Your decision, step by step
If you take one idea from this guide, let it be this: you are no longer choosing a wormer off the shelf, you are making a decision based on evidence. Here is that decision in its simplest form.
- Ask whether the horse even needs worming. For redworm and roundworm, a worm count answers this. A result below the threshold, around 200 eggs per gram, or 100 for a PPID horse, means no wormer is needed. You simply test again next time.
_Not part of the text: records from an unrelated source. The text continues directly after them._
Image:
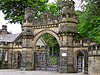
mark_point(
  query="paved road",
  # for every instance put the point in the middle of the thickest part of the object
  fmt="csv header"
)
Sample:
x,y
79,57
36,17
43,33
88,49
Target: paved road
x,y
16,72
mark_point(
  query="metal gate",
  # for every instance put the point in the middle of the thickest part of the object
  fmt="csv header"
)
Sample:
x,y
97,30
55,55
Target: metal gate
x,y
44,61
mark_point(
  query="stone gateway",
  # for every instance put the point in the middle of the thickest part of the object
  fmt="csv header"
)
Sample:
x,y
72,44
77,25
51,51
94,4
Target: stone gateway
x,y
75,55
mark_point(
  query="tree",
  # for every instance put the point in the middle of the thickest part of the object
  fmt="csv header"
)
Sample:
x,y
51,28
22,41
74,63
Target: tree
x,y
14,9
89,20
51,42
- Check the parasites a count cannot see. Test for tapeworm twice a year with a saliva or blood test, and address encysted small redworm in late autumn or winter using a risk assessment or the small redworm blood test.
- Match the drug to the parasite. Once a test says treatment is needed, choose the active ingredient that targets that particular parasite, reading the label rather than the brand, and use moxidectin or a five-day fenbendazole course for encysted redworm.
- Dose correctly. Weigh or weigh-tape the horse and give the full dose, because underdosing breeds resistance.
- Check it worked. A follow-up worm count a couple of weeks later confirms the wormer is still effective on your yard.
- Support it all with good grazing. Poo-pick twice a week, manage your pasture, and quarantine newcomers, so you need to reach for a wormer as little as possible.
When to call the vet without delay
Some situations go beyond routine testing and need veterinary help straight away:
- Signs of larval cyathostominosis, especially in late winter or early spring, such as sudden weight loss, diarrhoea or colic. This is a genuine emergency caused by encysted redworm emerging all at once, and it can be fatal.
- A worm count that stays high after worming, which suggests the drug may no longer be working.
- Any young, old or PPID horse whose counts climb quickly or stay stubbornly high.
- Colic, or a horse that is unwell in a way you cannot explain.
Modern worming asks a little more thought than tearing open a syringe on a fixed date, but it rewards you with healthier horses, lower costs, and wormers that will still work for years to come. It is the approach backed by Westgate Labs UK and Dr Eleanor Kellon, VMD.
The Forageplus approach
Make decisions with evidence, not by habit.
It is why we test before we worm, treat only the horses that need it, and match the product to the parasite. And it is exactly the thinking we bring to nutrition. Just as a worm count shows what is really happening inside your horse, a forage analysis shows what is really in its diet, so you can balance the minerals it needs instead of guessing.
A horse whose diet is balanced to its forage carries the immune strength and gut health to sit naturally in that low-shedding, resilient majority, which makes every other part of the programme work better. Test, don’t guess: it is how you protect your horse today, and how you keep both your wormers and your grazing working for years to come.